Just wanted to take a minute to thank all of you for taking the time to share this story. I feel so fortunate to be writing in this exciting moment when we have so much opportunity and so many choices! I also feel blessed to be working with so many wonderful, talented authors! Thank you a million times over for all you are and all you do!
A giant thank you {cyber hug} to Cheryl for helping me with this story and for bringing us together as a community!
With all my best,
Terri
Excellent post, Terri. Some of us get so caught up in our little indie-publishing/marketing world, we forget there’s a great world out there that’s still caught in a pre-2009 mindset that says nobody self-publishes but the rejects. Time to get the word out!

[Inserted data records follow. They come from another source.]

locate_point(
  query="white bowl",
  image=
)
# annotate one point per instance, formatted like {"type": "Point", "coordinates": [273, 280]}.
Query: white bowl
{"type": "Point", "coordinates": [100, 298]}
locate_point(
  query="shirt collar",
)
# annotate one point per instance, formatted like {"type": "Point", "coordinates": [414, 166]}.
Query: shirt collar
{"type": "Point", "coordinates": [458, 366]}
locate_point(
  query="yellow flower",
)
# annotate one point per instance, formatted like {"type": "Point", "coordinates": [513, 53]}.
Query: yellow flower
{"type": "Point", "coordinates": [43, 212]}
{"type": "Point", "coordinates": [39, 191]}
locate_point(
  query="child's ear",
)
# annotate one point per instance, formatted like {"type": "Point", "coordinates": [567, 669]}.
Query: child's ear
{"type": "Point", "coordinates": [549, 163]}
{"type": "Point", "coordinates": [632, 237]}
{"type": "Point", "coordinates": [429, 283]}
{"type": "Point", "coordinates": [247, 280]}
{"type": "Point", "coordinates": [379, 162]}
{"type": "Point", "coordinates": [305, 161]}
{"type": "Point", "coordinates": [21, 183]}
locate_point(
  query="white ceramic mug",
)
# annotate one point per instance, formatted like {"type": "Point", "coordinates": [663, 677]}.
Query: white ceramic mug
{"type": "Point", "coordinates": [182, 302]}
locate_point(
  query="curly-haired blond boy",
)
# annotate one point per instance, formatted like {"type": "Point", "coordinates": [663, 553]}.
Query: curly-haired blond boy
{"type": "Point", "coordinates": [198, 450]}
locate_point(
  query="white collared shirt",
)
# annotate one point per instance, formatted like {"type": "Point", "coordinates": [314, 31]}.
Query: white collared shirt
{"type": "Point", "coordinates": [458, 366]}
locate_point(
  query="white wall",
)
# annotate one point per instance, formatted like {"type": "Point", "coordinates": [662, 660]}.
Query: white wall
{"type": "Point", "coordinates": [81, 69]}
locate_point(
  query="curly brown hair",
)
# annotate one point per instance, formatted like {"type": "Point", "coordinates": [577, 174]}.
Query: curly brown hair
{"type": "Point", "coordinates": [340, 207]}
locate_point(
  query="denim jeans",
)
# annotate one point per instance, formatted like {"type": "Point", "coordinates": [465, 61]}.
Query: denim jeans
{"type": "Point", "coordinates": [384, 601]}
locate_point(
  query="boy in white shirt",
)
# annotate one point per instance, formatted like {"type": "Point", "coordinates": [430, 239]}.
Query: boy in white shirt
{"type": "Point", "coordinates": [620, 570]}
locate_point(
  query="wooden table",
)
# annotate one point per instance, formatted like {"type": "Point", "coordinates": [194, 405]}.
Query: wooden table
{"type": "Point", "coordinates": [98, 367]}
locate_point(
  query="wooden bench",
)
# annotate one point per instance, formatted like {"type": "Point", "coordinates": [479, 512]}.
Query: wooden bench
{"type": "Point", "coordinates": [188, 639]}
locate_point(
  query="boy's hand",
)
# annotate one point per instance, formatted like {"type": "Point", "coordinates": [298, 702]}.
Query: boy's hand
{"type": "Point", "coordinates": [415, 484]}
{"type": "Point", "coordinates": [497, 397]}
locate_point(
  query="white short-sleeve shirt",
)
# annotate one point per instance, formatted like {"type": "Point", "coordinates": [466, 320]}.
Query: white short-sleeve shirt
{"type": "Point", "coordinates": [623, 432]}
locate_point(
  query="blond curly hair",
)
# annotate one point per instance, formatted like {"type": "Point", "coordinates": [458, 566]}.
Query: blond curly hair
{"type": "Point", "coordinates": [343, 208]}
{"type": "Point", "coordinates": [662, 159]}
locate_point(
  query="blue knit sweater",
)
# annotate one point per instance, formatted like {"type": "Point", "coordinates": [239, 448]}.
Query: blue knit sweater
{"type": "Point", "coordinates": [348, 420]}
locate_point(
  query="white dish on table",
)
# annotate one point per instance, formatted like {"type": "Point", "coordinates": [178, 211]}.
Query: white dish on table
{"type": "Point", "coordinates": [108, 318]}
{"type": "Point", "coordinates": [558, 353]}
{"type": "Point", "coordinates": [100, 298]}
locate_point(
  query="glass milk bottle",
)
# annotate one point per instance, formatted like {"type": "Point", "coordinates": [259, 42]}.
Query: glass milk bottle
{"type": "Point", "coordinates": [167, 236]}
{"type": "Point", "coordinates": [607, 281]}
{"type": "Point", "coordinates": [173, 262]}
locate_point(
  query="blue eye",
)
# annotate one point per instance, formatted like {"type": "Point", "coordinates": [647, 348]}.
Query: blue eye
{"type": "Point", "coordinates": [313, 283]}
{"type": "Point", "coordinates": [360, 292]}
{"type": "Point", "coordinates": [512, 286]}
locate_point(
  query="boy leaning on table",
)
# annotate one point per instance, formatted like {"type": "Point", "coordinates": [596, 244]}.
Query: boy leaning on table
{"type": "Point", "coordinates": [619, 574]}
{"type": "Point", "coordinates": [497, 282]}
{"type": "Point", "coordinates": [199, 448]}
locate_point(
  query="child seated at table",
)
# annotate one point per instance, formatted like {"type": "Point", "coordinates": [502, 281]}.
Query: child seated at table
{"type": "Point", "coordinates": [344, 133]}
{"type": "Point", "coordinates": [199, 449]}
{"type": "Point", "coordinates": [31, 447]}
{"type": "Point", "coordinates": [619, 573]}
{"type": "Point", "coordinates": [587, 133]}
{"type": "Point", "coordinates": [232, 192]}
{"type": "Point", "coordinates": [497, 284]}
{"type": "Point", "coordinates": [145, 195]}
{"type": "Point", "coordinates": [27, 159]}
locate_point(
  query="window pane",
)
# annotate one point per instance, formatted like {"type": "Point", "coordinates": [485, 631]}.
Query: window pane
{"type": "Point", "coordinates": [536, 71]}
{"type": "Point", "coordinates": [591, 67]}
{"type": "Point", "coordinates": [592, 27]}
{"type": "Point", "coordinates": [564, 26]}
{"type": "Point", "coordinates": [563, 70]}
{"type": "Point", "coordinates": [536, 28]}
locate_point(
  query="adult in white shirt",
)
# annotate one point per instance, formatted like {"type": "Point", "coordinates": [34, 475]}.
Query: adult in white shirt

You are quite right. Books are moving from a publisher-centric business to a writer-centric model. There never should have been a stigma in the first place. As John Locke points out (yes, I’m quoting that John Locke), no one called Bill Gates ‘self-published’ despite the fact that Microsoft was a small start up. Indie authors invest in themselves rather than have Mega-Corp invest in them.
I have 22 titles for sale. I have titles with hundreds of reviews. I have won awards. But yet I am still classed as indie. This is silly folks. What’s inside a book is the ONLY thing that should determine a books value. The big six push dreck on us all day long. Really internet readers (I have 90k+ twitter followers @DahgMahn who READ) They are tired of reading 75 blogs review the same generic fiction. My book The Sword and the Dragon has over 360 reviews with a four star average across, Amazon, B&N, iStore, Goodreads, Shelfari &more… Should it be downgraded because I dont have a tree killing machine behind me? Remember the Lorax folks. Big 6 KILL TREES.